Autant le dire tout de suite : on aime le journaliste, le style et les idées. Formé auprès de Jacques Martin et des chansonniers au Théâtre des Deux Ânes à Paris, un temps membre des Grosses Têtes d’RTL, Jean-Pierre Gauffre est un pince-en-rire, à deux doigts d’égaler parfois le maître du genre Pierre Desproges déjà chroniqué ici. Journaliste satyrique bien connu à France Info avec son Il était une mauvaise foi, émission devenue depuis 2012 Il s’est levé du mauvais pied, reconnaissable entre toutes à sa désormais célèbre formule de conclusion « Mais vous n’êtes pas obligé de me croire », ce personnage haut en couleurs de la radio s’est retiré de la capitale en 1996 pour vivre loin de la pollution et du stress dans le Sud-Ouest, terre bénie des dieux de la gastronomie et du vin. Son premier Petit dictionnaire absurde et impertinent de la vigne et du vin récompensé en 2011 par le prix Jean Carmet est suivi ici tout logiquement par ce dernier ouvrage Petit dictionnaire absurde et impertinent de la cuisine et de la gastronomie paru lui aussi aux éditions bicentenaires Féret, une noble maison bordelaise bien connue des amateurs de bordeaux.
En plus de 230 définitions, Jean-Pierrre Gauffre revisite le genre du dictionnaire de cuisine lancé en 1873 par le grand Alexandre Dumas hismself.
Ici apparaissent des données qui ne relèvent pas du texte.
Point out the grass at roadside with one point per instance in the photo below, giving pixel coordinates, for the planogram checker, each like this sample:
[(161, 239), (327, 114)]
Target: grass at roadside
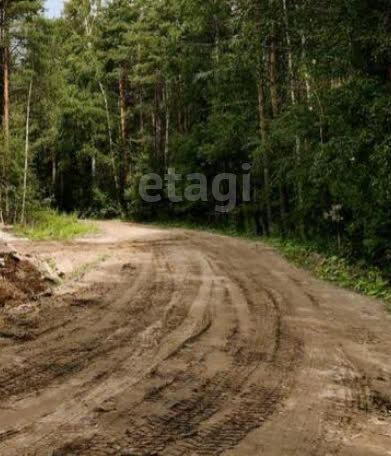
[(50, 225), (362, 278)]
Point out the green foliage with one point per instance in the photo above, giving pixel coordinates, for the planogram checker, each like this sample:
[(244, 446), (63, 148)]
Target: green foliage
[(49, 225), (364, 279)]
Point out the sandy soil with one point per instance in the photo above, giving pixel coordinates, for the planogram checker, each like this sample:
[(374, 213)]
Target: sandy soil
[(169, 342)]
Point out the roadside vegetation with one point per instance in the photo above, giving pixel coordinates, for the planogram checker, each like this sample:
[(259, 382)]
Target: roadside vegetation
[(324, 261), (297, 91), (48, 224)]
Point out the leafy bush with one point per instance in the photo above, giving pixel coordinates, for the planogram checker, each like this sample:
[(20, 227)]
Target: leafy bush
[(50, 225)]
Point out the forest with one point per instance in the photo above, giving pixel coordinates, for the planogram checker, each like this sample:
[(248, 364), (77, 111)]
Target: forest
[(112, 90)]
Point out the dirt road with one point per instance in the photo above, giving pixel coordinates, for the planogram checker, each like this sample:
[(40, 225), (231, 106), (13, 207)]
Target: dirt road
[(168, 342)]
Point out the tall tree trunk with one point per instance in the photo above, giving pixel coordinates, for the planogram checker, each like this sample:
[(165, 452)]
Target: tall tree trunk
[(6, 97), (275, 98), (292, 85), (26, 153), (54, 173), (111, 143), (123, 159), (263, 133), (6, 109), (167, 135)]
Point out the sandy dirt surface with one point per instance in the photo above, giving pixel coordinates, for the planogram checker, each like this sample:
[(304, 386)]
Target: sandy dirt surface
[(170, 342)]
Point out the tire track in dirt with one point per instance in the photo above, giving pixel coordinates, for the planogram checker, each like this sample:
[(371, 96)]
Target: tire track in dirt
[(220, 348)]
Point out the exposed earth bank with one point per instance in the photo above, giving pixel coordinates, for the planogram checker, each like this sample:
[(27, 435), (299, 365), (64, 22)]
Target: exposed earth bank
[(171, 342)]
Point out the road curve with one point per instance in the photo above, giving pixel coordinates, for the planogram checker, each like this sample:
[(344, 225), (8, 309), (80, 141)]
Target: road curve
[(185, 343)]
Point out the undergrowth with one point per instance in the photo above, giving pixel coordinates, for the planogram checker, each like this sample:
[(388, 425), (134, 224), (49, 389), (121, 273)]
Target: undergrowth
[(50, 225), (362, 278)]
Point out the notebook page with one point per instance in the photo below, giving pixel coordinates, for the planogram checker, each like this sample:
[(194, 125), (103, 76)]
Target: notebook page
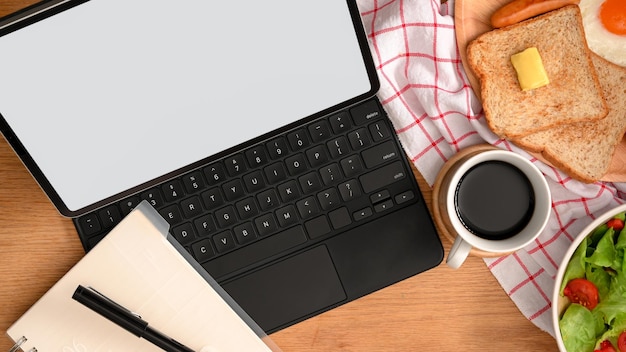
[(138, 268)]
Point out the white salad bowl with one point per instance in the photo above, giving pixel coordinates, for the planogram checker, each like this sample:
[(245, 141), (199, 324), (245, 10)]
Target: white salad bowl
[(559, 303)]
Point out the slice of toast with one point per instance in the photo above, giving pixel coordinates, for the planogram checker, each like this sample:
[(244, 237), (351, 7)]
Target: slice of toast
[(584, 150), (573, 94)]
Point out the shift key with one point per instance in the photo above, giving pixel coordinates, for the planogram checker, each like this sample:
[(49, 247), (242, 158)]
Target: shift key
[(382, 177), (379, 154)]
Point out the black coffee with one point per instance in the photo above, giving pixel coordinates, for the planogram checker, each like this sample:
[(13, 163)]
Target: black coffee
[(494, 200)]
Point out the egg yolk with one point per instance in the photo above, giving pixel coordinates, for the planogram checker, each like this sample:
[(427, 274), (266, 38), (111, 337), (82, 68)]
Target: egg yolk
[(613, 16)]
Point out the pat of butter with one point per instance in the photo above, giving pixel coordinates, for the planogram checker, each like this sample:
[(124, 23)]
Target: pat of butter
[(530, 71)]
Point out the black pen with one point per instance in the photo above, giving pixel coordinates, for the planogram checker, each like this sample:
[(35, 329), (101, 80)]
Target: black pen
[(126, 319)]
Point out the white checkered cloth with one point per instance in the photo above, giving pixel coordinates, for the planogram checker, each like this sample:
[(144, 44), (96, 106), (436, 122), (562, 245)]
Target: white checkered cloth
[(428, 97)]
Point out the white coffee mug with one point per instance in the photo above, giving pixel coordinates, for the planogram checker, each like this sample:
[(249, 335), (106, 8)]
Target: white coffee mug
[(468, 238)]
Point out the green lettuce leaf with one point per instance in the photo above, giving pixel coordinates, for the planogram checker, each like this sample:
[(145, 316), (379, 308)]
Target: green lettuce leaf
[(576, 266), (605, 252)]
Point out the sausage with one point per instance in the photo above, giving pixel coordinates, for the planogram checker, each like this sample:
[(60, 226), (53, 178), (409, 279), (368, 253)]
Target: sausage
[(519, 10)]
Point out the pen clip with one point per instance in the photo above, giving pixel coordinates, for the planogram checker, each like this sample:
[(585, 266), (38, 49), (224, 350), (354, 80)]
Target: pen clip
[(111, 301)]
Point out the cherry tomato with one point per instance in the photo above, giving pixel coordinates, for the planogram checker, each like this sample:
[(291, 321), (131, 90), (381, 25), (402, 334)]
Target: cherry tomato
[(616, 224), (583, 292), (621, 342), (606, 346)]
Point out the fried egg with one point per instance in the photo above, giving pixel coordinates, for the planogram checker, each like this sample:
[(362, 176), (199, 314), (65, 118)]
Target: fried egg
[(605, 28)]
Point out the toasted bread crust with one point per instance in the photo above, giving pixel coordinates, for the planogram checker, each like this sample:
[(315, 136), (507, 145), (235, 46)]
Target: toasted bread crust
[(584, 150), (574, 93)]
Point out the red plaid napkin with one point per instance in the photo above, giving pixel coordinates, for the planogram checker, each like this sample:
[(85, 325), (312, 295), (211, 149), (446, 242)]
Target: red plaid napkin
[(427, 95)]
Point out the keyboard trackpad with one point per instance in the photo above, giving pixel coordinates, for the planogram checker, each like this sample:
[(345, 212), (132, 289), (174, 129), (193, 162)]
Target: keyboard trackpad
[(288, 290)]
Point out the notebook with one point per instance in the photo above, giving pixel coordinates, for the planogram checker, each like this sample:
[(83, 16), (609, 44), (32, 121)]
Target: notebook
[(252, 127), (139, 267)]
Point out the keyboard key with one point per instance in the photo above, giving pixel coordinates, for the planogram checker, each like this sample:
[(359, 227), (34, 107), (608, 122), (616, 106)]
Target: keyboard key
[(351, 165), (349, 190), (330, 174), (90, 224), (255, 252), (212, 198), (317, 156), (235, 165), (247, 208), (308, 207), (286, 216), (215, 173), (224, 241), (202, 250), (226, 216), (173, 190), (362, 214), (386, 205), (275, 173), (405, 197), (380, 196), (184, 233), (338, 147), (128, 204), (340, 218), (153, 197), (379, 154), (310, 182), (366, 112), (245, 233), (289, 191), (359, 139), (382, 177), (328, 199), (109, 216), (254, 181), (233, 190), (171, 214), (193, 182), (296, 164), (268, 199), (298, 140), (340, 123), (379, 131), (205, 225), (265, 224), (191, 207), (256, 156), (319, 130), (277, 148), (317, 227)]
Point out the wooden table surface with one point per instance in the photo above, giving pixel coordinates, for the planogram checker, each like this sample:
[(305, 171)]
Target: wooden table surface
[(441, 309)]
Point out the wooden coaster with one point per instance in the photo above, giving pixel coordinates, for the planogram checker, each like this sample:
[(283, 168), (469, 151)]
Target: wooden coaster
[(441, 219)]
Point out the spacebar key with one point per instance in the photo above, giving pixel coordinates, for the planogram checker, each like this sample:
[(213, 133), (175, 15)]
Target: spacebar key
[(264, 248)]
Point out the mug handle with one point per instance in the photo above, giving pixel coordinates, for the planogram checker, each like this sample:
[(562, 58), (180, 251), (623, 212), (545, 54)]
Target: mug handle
[(458, 253)]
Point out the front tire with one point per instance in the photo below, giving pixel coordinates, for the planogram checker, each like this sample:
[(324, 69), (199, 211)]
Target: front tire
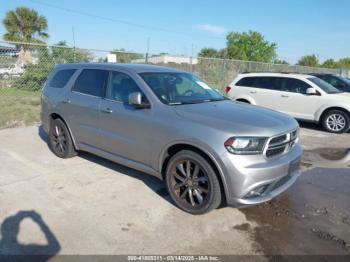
[(336, 121), (192, 183), (60, 140)]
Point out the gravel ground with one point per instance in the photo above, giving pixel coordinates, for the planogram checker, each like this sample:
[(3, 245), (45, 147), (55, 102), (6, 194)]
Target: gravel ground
[(87, 205)]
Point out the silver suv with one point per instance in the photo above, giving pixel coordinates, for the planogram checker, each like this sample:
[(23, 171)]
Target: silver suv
[(170, 124)]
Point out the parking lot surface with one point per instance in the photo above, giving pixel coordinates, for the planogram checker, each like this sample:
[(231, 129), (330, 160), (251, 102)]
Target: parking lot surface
[(88, 205)]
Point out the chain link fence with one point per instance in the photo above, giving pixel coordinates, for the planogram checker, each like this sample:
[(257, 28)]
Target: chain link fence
[(24, 68)]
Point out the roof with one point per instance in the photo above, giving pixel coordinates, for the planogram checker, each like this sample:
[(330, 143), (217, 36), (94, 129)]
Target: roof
[(136, 68), (300, 76)]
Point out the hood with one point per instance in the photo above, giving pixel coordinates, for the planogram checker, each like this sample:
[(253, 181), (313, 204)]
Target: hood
[(238, 118)]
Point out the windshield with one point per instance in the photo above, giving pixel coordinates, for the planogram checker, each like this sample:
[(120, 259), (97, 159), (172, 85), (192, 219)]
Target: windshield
[(328, 88), (180, 88)]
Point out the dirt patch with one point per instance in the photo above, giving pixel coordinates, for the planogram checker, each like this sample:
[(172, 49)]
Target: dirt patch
[(310, 218)]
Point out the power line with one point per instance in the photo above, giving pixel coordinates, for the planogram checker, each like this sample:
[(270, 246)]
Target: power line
[(122, 21)]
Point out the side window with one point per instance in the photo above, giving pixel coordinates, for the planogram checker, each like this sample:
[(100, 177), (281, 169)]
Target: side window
[(294, 85), (246, 81), (335, 81), (120, 86), (266, 83), (61, 78), (91, 82)]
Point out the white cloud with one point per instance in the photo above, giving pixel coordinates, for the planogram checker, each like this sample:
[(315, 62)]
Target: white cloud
[(212, 29)]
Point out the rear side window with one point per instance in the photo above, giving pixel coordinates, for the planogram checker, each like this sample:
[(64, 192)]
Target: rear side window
[(266, 82), (294, 85), (61, 78), (246, 81), (91, 82), (120, 86)]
Cette fois, pas de recettes de cuisines, mais une série de bons mots qui allègent un peu la raideur et l’esthétisme glacé et consensuel de certains ouvrages de cuisine d’aujourd’hui. Allez ! On ne résiste pas à ces quelques pépites, morceaux de choix garantis, le cœur au ventre… en se tenant souvent les côtes, comme cette définition de la moule (… « à Gauffre », cela va sans dire) : « Joyeux mollusque, certes peu expressif en soi, mais qui aime la compagnie des frites et de la bière (…) ».
Il y a les définitions que l’on pourrait appeler « elliptiques-poétiques », du genre :
Caviar
« Œufs de lump du riche (…) ».
Menu
« Frustration permanente du gastronome (…) ».
Panais
« Cousin pâlichon de la carotte, faisant partie de ce que l’on appelle les légumes oubliés. On se demande d’ailleurs pourquoi on s’en est souvenu un jour ».
Rince-doigt
« Baignoire de table, vraiment trop petite pour s’y baigner les pieds ».
Saucisson
« Petit bâton sur lequel s’appuie le plus simple des bonheurs (…) » (jolie celle-là!).
… et les plus saignantes qui, comme qui dirait, n’y vont pas avec le dos de la cuiller, comme :
Bistrot
« Après le Collège de France et la Sorbonne, lieu où l’on rencontre le plus de philosophes au mètre carré, détachés de la vie autant qu’ils sont accrochés au comptoir (…) »
Ducasse (Alain)
« Star de la gastronomie mondiale, qui, aujourd’hui, cuisine surtout l’oseille ».
Étoile
« Astre qui fait rêver les chefs, mais qui, dès qu’ils l’ont décrochée, les oblige à rester les pieds sur terre ».
Hypermarché
« Vaste hangar, assez moche, situé à proximité d’un échangeur autoroutier ou sous une ligne à haute tension, où l’on s’engueule en famille le samedi après-midi ».
Cela ne mange pas de pain, certains papas seront ravis d’avoir cela à se mettre sous la dent le 21 juin prochain, c’est sûr.
Jean-Pierre Gauffre, Petit dictionnaire absurde et impertinent de la cuisine et de la gastronomie, éditions Féret, parution décembre 2014, 206 pages.